Take goose fat. I can never remember Granny keeping geese (chickens, pigs, dogs and cats maybe, but never geese), but somehow she always managed to produce ajar, nearly full to the brim.
This was especially useful if the patient had a prolonged chesty cough. The yel-lowish-brown fat, smelling rather rancid because of its age, was rubbed all over the victim’s chest, making sure it was applied liberally A clean, tight-fitting vest sealed in the grease, with orders that it should not be removed, except to add more ointment, until the infection had finally cleared.
Granny’s reasoning was that the goose fat would penetrate the skin and enter the lining of the lungs, thus easing the nasty cough. As to its medical success I was always doubtful, but after days of being ignored by friends who had located the cause of the dreadful odour, miraculously the cough disappeared or was desperately hidden, lest any more fat be applied.
Far worse than the goose fat was the vinegar bath, Granny’s instant cure for fever! That involved bathing the patient’s palms of the hands, soles of the feet and chest in the foul liquid. The operation had to be repeated several times a day until sweating subsided.

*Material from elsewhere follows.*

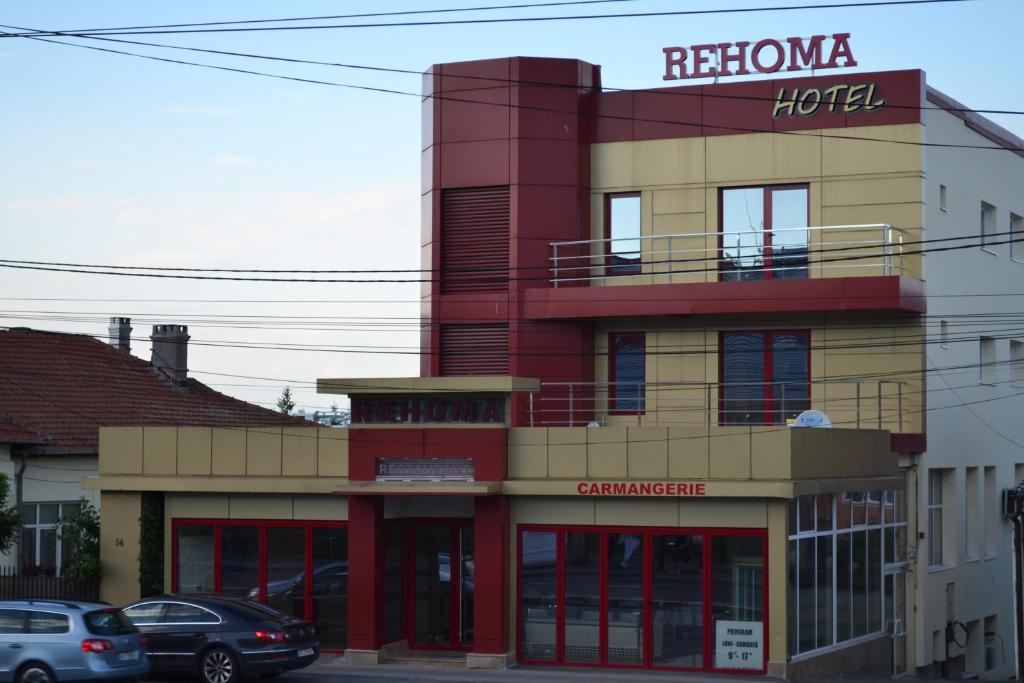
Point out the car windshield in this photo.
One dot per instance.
(108, 623)
(251, 611)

The idea was to lower the temperature of the fever, and Granny swore that vinegar did the trick. Because it was a fever, the lucky patient was forbidden to leave the house. Fortunate, I said, as with one whiff from the treatment any surviving friends would be lost for ever.

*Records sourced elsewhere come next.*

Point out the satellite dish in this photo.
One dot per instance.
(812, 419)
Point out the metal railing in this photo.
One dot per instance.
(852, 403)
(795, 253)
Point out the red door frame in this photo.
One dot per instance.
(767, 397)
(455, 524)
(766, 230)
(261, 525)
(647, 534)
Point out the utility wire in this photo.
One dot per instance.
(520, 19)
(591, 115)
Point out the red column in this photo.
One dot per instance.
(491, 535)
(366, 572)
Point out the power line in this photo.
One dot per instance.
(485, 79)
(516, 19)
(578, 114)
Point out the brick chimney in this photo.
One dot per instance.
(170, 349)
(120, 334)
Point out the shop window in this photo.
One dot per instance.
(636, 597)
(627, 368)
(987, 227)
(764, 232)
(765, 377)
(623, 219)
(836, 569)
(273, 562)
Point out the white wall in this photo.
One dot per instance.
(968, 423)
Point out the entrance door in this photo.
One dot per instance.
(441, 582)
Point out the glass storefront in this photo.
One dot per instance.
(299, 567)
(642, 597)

I only ever experienced that cure once, but it left an indelible mark on my psyche. After 40 years I still cannot bear to have vinegar in my home. And should I ever visit the local fish and chip shop I insist: “No vinegar, please!” Not all Granny’s remedies for coughs and fevers were quite so bad, though. Boiled lemonade just before you got into bed to sweat out the fever was rather tasty, but as lemonade
was somewhat of a luxury in our household we rarely had the fortune to try the remedy. Hot lemon juice, mixed with butter and sugar, was also recommended. Sickly at first, it left a delicious after-taste in the mouth and sugar-coated lips which could be sucked afterwards. Once again, though, expense proved its undoing. We were stuck with Granny’s cheap cures.

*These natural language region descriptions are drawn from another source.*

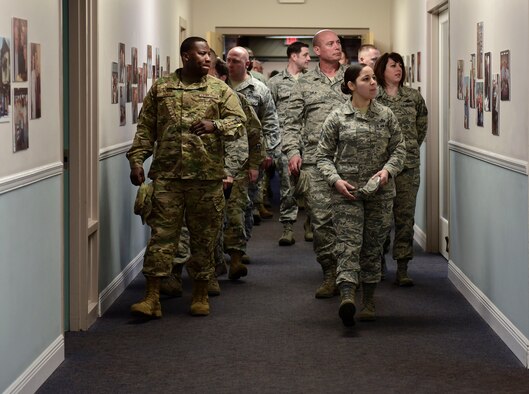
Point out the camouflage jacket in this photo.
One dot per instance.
(280, 86)
(169, 109)
(312, 98)
(355, 146)
(251, 144)
(259, 97)
(410, 109)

Strange as Granny’s concoctions may sound, she could never be accused of being a charlatan. All her remedies had been tried, tested and proved to her satisfaction on her own children. With four strapping lads and two daughters who could argue?
She pooh-poohed any stupid ideas. Mustard baths were only for the stupid. And as for wearing an old sock around the neck with an onion in it, that was too silly for words. Mixing milk and whisky to be drunk before getting into bed had its good points, but it spoiled both the milk and the whisky. Far better to drink both separately when you weren’t ill.
As time passed and we moved away from Granny’s influence, mother introduced us to such marvels as Vick’s Vapour Rub and Fennings’ Fever Cure – sweeter-smelling and slightly tastier, but somewhat lacking in nostalgia and the personal touch.
Commenting on that to Granny, just months before her death at the grand age of 88, I inadvertently mentioned a touch of indigestion that I had. Immediately she was up and disappearing into the kitchen. Minutes later she emerged with a piece of coal.
“Here, suck on this. It’ll get rid of that in no time,” she said. And it did!